OF PROTEST
Johnson sparks anger over border comparison
BORIS Johnson has been blasted for claiming that crossing the Irish border after Brexit would be like entering the London congestion charge zone. The Brexit-supporting Foreign Secretary came in for fierce criticism after comparing the border between Northern Ireland and the Republic to the boundary between the London boroughs of Camden and Westminster. Johnson suggested yesterday that a “smart border” solution would mean no need for checkpoints.
He said: “We think we can have very efficient facilitation systems to make sure there is no need for a hard border, excessive checks at the frontier between Northern Ireland and the Republic.”
He added: “There’s no border between Camden and Westminster but when I was Mayor of London we anaesthetically and invisibly took hundreds of millions of pounds from the accounts of people travelling between those two boroughs without any need for border checks.”
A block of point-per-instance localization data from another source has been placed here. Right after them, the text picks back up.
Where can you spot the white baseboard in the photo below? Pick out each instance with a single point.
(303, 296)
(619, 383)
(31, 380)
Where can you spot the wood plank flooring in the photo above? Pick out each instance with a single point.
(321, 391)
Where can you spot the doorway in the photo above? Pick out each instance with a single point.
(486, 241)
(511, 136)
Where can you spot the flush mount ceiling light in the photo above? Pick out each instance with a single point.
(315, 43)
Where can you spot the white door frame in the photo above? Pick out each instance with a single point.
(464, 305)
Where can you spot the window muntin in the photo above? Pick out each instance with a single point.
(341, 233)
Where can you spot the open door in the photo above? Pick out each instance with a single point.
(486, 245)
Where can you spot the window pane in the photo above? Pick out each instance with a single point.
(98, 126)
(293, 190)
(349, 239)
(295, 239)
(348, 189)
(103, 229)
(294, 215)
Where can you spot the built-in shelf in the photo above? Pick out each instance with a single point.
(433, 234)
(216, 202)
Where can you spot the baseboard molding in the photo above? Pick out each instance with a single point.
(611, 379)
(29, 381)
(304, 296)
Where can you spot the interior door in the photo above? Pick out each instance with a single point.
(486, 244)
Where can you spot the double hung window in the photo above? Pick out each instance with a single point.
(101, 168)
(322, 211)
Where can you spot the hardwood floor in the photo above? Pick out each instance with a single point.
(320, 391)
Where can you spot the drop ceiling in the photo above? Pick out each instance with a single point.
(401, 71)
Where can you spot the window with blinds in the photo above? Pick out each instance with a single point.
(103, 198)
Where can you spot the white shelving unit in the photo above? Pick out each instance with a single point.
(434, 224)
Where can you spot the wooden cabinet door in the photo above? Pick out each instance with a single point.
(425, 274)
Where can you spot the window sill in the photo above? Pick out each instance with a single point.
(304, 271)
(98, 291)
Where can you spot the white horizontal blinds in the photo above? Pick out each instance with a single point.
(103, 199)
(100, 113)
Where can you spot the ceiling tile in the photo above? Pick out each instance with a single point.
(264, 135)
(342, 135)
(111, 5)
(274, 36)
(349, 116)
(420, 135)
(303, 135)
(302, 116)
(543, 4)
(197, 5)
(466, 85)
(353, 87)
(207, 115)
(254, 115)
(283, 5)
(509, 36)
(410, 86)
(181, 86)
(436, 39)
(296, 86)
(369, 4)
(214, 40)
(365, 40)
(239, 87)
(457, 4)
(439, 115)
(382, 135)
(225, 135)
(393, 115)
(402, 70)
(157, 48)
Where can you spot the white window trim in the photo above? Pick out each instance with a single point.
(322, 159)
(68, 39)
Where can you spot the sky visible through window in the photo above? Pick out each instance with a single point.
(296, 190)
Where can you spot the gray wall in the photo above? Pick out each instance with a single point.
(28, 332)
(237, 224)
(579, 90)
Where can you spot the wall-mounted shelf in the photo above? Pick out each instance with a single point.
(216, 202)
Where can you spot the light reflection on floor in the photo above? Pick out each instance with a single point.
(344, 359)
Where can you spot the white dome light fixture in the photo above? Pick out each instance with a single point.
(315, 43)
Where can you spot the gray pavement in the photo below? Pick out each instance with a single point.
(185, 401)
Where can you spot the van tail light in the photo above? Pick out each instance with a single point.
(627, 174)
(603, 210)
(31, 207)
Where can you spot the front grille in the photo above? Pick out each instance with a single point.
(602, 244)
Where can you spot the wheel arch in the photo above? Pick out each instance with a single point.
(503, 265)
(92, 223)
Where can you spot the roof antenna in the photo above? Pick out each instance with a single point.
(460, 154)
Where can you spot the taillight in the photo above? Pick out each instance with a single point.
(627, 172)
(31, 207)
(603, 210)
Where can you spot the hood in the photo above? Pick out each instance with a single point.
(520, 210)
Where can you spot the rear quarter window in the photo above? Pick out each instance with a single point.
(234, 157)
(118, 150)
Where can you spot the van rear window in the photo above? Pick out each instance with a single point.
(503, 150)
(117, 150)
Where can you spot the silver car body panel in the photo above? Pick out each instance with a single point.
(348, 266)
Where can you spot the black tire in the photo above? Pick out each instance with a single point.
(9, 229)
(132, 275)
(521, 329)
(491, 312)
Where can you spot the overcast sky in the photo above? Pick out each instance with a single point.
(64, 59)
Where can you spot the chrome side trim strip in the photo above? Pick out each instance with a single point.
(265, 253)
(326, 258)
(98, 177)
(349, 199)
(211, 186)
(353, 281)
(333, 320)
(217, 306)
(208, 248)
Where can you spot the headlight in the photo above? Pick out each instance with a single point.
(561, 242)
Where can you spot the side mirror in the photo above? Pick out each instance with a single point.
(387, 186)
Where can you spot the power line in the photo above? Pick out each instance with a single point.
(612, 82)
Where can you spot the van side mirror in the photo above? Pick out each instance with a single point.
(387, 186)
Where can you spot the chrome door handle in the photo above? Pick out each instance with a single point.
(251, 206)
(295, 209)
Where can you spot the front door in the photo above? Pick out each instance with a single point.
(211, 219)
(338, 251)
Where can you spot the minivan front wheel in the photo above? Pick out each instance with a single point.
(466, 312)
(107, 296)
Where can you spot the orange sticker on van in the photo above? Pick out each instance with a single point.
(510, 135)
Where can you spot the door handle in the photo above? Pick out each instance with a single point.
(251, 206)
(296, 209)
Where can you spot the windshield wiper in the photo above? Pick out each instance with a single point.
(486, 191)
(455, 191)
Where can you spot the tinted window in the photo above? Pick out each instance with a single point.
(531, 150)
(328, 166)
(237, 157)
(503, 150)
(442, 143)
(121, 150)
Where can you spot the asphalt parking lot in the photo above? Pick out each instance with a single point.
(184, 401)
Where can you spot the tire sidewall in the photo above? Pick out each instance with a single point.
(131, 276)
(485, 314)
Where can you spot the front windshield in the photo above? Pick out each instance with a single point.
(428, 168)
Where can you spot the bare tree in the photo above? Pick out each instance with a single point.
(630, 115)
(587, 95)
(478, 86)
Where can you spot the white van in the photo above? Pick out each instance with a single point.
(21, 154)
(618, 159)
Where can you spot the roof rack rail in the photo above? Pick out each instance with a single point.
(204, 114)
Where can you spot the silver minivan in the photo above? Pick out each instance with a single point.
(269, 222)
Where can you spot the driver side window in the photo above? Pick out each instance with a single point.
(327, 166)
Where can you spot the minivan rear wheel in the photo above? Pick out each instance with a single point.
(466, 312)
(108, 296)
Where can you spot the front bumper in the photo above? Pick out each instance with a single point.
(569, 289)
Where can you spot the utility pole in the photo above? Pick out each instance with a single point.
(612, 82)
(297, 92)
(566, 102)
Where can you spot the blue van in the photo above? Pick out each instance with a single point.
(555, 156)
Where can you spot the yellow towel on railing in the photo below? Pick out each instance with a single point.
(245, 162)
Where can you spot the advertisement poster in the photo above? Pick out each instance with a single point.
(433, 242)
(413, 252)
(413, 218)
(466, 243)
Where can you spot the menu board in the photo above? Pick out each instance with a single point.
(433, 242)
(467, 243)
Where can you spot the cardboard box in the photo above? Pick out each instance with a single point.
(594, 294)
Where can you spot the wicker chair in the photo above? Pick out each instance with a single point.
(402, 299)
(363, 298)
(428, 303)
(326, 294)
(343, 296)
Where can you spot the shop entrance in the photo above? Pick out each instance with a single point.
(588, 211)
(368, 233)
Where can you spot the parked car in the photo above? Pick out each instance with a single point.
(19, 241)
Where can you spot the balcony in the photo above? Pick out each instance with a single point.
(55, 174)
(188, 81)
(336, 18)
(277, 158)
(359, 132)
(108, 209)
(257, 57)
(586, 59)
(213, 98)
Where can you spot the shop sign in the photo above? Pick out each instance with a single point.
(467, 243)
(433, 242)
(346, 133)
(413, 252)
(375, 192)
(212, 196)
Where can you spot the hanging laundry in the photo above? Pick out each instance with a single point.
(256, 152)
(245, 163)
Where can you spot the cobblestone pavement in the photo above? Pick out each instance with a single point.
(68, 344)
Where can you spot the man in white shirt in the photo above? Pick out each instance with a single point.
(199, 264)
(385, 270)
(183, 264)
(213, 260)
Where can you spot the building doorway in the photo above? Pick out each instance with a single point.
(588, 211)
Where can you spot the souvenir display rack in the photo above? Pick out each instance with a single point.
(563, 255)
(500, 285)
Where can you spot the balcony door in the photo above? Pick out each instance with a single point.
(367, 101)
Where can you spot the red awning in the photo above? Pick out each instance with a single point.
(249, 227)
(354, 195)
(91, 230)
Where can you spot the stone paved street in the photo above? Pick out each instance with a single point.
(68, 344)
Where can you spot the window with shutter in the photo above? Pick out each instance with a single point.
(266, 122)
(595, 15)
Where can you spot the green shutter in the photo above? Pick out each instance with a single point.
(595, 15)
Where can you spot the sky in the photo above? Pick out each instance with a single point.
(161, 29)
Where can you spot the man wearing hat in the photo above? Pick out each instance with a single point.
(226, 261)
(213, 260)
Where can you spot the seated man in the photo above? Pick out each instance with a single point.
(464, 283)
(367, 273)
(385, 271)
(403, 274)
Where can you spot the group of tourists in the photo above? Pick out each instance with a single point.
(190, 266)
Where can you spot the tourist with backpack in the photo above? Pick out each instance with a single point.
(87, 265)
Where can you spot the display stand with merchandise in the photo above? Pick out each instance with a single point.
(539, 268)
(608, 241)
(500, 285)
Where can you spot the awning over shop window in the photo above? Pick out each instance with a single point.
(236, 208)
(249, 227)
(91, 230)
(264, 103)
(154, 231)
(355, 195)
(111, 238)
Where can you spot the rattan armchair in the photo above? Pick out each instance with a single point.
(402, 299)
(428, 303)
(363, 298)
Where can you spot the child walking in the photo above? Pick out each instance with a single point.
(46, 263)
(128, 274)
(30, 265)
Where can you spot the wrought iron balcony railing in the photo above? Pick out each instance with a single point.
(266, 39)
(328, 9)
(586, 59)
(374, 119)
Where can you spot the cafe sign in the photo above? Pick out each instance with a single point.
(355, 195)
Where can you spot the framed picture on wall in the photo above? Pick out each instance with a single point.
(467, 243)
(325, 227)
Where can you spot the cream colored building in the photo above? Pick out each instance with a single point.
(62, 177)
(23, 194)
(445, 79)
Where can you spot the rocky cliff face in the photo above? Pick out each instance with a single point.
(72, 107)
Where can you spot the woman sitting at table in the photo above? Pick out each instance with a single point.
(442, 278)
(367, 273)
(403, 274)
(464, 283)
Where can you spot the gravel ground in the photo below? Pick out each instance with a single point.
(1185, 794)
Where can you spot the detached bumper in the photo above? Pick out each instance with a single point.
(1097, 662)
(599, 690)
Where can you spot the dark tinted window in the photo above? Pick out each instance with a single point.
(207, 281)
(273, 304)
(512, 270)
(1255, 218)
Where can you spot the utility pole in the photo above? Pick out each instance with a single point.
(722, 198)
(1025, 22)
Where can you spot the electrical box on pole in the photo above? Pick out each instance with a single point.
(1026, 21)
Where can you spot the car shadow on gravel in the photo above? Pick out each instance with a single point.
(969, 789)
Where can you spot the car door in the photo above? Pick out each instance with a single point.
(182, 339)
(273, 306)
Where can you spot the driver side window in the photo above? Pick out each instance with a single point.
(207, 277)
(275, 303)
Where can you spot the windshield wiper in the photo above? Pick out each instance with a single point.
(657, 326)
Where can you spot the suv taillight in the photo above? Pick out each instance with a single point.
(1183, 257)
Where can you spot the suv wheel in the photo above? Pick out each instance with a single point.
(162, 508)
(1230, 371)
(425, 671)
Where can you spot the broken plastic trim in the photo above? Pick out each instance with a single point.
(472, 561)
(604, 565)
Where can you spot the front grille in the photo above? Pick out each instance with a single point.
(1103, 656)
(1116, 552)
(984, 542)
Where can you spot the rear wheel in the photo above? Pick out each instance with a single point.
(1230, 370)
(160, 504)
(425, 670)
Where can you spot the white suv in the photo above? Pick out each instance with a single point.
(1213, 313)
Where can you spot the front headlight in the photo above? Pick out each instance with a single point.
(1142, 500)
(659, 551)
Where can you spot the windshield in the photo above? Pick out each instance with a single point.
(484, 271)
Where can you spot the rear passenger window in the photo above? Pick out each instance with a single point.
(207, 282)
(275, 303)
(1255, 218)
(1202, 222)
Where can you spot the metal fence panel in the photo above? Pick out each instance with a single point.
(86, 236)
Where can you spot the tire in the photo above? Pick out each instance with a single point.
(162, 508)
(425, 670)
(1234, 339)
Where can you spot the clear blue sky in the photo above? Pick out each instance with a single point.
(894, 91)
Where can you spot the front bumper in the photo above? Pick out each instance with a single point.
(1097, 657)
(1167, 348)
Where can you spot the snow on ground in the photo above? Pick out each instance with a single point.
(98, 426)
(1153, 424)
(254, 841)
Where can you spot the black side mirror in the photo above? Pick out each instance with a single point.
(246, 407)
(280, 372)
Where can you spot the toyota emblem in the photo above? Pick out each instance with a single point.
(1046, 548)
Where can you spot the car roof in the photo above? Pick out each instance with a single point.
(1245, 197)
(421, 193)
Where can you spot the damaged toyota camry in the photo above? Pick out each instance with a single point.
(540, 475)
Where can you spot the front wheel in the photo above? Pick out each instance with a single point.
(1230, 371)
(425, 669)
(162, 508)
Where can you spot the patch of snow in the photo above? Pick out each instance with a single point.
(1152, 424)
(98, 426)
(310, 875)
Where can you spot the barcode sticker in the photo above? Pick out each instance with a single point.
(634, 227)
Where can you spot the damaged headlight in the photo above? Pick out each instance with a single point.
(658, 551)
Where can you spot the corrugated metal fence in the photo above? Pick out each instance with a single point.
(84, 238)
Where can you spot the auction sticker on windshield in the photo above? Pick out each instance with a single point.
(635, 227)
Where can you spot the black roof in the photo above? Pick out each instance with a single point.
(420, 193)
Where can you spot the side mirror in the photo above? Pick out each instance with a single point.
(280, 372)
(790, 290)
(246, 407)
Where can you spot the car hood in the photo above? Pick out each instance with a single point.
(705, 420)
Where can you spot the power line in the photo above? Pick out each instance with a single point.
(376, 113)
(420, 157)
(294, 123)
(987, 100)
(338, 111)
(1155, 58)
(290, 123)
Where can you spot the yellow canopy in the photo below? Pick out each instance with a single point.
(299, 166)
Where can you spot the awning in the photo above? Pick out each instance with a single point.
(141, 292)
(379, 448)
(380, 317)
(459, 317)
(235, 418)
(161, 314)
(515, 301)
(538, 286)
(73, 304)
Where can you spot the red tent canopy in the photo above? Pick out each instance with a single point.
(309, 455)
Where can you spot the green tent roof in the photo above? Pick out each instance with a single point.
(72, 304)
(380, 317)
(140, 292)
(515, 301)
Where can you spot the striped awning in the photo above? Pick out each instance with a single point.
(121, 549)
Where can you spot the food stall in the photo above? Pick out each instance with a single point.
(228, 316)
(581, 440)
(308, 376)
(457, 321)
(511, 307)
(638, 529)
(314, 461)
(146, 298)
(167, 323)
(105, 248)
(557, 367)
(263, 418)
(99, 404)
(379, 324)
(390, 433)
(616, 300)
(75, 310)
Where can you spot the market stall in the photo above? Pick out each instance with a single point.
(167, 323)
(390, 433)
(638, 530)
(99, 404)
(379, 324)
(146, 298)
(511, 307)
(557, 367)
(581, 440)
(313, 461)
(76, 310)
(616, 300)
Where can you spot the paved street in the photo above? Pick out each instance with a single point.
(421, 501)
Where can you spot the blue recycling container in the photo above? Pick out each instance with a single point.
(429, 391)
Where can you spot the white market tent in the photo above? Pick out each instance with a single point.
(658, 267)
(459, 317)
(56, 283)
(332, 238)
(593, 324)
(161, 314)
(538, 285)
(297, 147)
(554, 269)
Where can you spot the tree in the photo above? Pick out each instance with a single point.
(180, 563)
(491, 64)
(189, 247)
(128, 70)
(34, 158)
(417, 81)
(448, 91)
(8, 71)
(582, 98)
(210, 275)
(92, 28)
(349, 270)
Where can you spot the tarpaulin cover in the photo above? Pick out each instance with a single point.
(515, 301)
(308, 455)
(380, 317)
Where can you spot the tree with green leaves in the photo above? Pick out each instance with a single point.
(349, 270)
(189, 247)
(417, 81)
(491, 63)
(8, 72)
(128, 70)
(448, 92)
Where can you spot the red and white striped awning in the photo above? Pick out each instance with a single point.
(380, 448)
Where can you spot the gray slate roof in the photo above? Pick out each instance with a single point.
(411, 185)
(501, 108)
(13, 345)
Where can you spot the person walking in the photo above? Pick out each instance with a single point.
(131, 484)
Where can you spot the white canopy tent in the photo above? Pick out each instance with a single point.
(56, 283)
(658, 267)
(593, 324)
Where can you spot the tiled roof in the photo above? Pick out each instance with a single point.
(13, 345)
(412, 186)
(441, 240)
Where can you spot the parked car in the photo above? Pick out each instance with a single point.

Johnson’s remarks were met with disbelief from Remainbacking rivals.
Labour MP Chuka Umunna tweeted: “So, London’s borough boundaries can be compared to the border between two sovereign states central to a conflict in which more than 3000 people died between 1969 and the signing of the Good Friday Agreement? This man is simply not fit for office.”
SNP MP Stephen Gethins said: “The Irish border is one of the most serious and fundamental issues surrounding the UK’s plans for leaving the EU.
“For the Foreign Secretary to address it so flippantly is beneath the office he holds – or he doesn’t have a clue what it means to leave an organisation of independent sovereign member states.”